An Alternative Approach to Quantum Imaginary Time Evolution

TL;DR

This paper introduces a new quantum algorithm for imaginary-time evolution that avoids heavy classical post-processing, efficiently uses orthogonal basis states, and is suitable for nonlocal systems, demonstrated via IBM quantum simulation.

Contribution

The authors propose an alternative quantum imaginary-time evolution method that uses orthogonal basis states, reducing classical computation and enabling the study of nonlocal Hamiltonians.

Findings

Efficiently expresses the propagated state in orthogonal basis at each step.

Number of basis states needed scales linearly with qubits, controlled by precision.

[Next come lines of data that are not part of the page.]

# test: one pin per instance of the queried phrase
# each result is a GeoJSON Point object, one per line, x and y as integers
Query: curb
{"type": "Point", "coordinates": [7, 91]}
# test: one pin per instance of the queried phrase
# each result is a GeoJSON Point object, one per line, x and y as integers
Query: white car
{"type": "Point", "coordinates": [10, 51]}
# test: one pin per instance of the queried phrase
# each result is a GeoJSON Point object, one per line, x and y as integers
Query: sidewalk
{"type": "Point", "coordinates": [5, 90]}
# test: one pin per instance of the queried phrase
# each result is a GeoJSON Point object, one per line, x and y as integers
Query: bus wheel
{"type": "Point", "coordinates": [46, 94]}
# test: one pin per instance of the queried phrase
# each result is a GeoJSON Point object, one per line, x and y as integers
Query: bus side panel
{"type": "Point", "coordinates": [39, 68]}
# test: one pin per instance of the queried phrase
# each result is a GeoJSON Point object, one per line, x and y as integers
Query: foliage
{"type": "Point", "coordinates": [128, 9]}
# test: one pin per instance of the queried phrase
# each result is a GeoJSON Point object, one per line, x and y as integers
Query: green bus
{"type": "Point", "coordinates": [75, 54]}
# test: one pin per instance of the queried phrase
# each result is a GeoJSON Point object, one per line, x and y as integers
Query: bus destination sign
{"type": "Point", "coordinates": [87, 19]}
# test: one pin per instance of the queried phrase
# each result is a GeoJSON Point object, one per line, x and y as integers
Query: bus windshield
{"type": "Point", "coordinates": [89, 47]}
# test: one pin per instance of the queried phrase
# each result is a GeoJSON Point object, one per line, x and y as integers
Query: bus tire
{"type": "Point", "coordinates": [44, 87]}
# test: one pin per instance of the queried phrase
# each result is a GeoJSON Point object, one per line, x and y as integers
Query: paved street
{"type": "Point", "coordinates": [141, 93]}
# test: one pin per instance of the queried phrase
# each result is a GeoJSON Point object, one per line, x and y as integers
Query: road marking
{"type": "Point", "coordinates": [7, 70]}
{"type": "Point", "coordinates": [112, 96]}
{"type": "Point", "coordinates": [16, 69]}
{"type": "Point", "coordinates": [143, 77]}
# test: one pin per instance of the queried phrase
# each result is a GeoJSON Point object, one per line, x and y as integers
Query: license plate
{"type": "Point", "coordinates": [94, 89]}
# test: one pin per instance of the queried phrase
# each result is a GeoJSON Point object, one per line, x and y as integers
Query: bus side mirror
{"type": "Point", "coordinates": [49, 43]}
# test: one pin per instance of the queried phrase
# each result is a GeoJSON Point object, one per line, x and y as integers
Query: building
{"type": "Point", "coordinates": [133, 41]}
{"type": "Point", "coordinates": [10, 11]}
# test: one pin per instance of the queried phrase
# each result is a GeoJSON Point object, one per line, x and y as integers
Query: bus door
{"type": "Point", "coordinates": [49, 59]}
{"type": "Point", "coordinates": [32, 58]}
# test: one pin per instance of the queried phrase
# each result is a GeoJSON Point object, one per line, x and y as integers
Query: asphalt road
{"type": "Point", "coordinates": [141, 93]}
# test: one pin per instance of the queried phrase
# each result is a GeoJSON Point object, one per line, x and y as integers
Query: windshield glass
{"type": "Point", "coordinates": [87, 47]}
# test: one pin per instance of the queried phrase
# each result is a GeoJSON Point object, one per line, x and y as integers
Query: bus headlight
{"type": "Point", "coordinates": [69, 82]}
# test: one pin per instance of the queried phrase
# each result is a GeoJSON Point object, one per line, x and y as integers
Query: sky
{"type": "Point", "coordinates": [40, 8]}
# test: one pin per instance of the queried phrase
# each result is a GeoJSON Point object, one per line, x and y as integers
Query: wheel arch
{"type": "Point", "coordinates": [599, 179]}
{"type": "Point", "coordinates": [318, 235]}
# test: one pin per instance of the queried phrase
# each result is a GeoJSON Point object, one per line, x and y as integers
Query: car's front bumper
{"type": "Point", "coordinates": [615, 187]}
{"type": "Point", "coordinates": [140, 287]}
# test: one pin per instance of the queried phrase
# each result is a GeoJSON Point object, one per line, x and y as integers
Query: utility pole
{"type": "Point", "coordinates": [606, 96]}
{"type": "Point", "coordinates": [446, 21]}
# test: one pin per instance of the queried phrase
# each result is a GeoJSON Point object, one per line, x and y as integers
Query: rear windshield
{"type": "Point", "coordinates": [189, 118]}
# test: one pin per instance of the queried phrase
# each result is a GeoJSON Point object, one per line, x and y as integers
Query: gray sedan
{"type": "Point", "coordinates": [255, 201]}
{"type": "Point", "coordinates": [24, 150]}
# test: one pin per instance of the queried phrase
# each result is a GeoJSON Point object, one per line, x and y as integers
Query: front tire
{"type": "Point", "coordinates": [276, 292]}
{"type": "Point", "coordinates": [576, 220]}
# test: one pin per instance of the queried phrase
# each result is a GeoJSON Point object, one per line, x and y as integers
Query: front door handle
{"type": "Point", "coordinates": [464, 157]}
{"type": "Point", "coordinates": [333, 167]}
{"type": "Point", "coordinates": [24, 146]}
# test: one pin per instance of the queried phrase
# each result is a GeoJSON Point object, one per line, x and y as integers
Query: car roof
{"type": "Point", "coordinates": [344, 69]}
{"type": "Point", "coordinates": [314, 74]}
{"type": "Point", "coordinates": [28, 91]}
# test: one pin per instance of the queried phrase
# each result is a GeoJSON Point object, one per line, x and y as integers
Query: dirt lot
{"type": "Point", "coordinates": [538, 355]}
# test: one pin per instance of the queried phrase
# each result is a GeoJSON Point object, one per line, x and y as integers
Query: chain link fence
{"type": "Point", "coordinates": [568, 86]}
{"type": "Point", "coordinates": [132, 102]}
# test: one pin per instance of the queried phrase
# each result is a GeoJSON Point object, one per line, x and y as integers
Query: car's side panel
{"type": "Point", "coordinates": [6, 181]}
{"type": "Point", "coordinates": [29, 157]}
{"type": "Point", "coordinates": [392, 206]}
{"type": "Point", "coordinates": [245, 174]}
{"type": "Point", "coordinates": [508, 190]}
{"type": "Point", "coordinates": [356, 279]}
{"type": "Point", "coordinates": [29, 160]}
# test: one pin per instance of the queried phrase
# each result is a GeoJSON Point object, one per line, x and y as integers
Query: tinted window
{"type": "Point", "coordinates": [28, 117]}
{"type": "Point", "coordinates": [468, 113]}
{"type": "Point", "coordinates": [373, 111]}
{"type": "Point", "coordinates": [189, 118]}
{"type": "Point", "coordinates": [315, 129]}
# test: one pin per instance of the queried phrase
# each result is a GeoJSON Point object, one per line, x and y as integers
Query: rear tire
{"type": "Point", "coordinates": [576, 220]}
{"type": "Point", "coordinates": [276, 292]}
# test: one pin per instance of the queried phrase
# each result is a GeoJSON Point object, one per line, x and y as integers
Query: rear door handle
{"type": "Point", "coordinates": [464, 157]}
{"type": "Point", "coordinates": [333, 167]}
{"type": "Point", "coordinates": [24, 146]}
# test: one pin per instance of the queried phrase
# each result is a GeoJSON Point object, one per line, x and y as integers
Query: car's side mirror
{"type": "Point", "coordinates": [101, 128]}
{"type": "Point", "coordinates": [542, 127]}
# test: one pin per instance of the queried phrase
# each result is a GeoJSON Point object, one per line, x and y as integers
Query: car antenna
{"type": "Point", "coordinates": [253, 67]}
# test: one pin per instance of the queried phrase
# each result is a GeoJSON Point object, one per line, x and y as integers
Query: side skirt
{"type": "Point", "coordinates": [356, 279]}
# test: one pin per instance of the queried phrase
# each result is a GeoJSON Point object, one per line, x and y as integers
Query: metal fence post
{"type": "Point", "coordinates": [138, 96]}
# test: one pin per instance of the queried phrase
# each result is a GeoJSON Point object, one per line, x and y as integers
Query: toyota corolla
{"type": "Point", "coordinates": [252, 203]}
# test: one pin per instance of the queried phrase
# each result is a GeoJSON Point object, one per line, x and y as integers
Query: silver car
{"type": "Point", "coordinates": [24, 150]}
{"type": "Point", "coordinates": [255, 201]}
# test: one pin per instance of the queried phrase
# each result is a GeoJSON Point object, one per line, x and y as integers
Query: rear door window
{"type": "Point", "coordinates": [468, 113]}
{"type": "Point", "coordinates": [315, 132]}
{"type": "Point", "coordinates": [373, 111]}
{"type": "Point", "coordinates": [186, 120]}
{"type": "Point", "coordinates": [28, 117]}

Algorithm's gate complexity is polynomial in the number of qubits.

Abstract

There is increasing interest in quantum algorithms that are based on the imaginary-time evolution (ITE), a successful classical numerical approach to obtain ground states. However, most of the proposals so far require heavy post-processing computational steps on a classical computer, such as solving linear equations. Here we provide an alternative approach to implement ITE. A key feature in our approach is the use of an orthogonal basis set: the propagated state is efficiently expressed in terms of orthogonal basis states at every step of the evolution. We argue that the number of basis states needed at those steps to achieve an accurate solution can be kept of the order of $n$, the number of qubits, by controlling the precision (number of significant digits) and the imaginary-time increment. The number of quantum gates per imaginary-time step is estimated to be polynomial in $n$. Additionally, while in many QAs the locality of the Hamiltonian is a key assumption, in our algorithm this restriction is not required. This characteristic of our algorithm renders it useful for studying highly nonlocal systems, such as the occupation-representation nuclear shell model. We illustrate our algorithm through numerical implementation on an IBM quantum simulator.